2. Baizabal-Caravallo, JF, Jankovic J ed, Stiff-person syndrome. Parkinson's Disease Center and Movement Disorders clinic at Baylor College of Medicine. 1994, updated April 2013. Link to article


IVIG has been shown to benefit patients in a controlled trial.


3. Barker RA, Marsden CD. Successful treatment of stiff man syndrome with intravenous immunoglobulin. J Neurol Neurosurg Psychiatry. 1997 Apr;62(4):426-7. Link to article


A study of one patient treated with IVIG saw an improvement in startle and falls. Baclofen and benzodiazepines were reduced and continuous motor activity on EMG resolved. Interestingly, some of the patients in these studies responded to IVIG having only had partial or no response to steroid treatment or plasma exchange.

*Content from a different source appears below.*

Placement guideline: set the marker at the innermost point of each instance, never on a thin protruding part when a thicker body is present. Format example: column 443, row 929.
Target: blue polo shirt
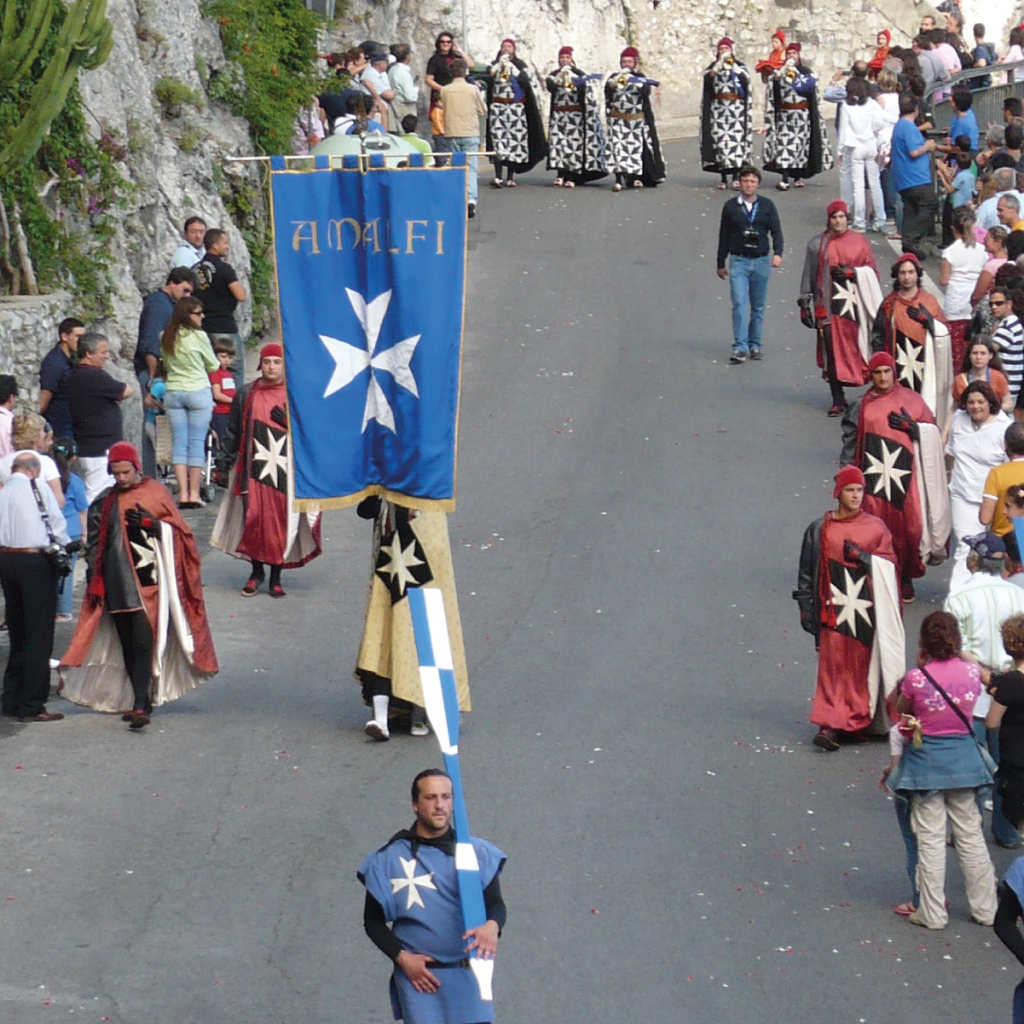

4. Dalakas M. IVIG in other autoimmune neurological disorders: current status and future prospects. J Neurol. 2008 Jul;255 Suppl 3:12-6. doi: 10.1007/s00415-008-3004-y. Review. Link to article


In a controlled study in patients with stiff person syndrome IVIg was effective, with improvements in the distribution of stiffness index and heightened sensitivity scores.


5. Dalakas MC , Fujii M, Li M , et al. High-Dose Intravenous Immune Globulin for Stiff-Person Syndrome. New England Journal of Medicine 2001;345:26, 1870-1876. Link to article


Eleven patients who received immune globulin became able to walk more easily or without assistance, their frequency of falls decreased, and they were able to perform work-related or household tasks. The duration of the beneficial effects of immune globulin varied from six weeks to one year. Anti-GAD65 antibody titers declined after immune globulin therapy but not after placebo administration.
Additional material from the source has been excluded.